Is there another topic related to AI that you would like to place?

I believe that politicians have a great responsibility here. To a certain extent, this is also being realized through new regulations and so on. At the moment, however, we don’t know exactly how far the regulations in the EU might be softened again due to the “efforts” – the pressure – from the USA. Politicians need to look at what AI means for our democracy and society and need to be aware of this themselves. And they should have an interest in protecting human rights, women’s rights and the rights of other groups. I see far too little of this in politics. And here, too, there is usually a lack of intersectional perspectives, i.e. not just in relation to women and men, but how people with different structures of disadvantage are affected, so including something like that in regulations doesn’t actually happen. That’s what I really expect from politicians.
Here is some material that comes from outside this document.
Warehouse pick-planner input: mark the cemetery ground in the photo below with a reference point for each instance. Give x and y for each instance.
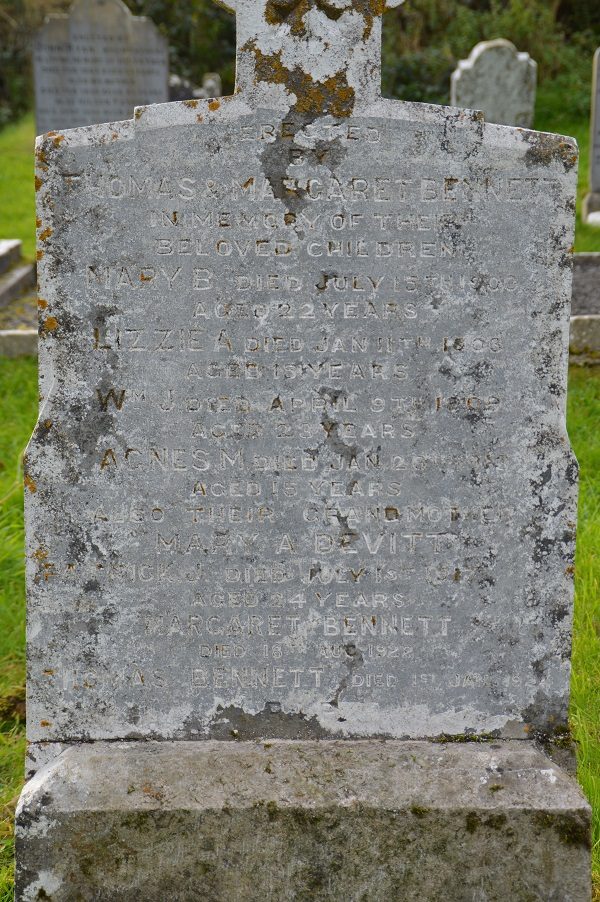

In the end, it’s not just about the economy, we live in democracies and we have a political character. We have regulations. We set incentives, for example in relation to subsidies. What must be fulfilled for funding? If I want to put a project out to tender, I could specify that you have to pay attention to data, you have to pay attention to intersectionality, you have to look at risks. So these are points where politicians can set positive incentives. They could also say that there is explicit funding for AI systems that try to help solve social problems. Politicians can create opportunities on both sides, through rules and fixed things in regulation and more positive financial incentives and facilitations. This is also an important responsibility that we must not forget.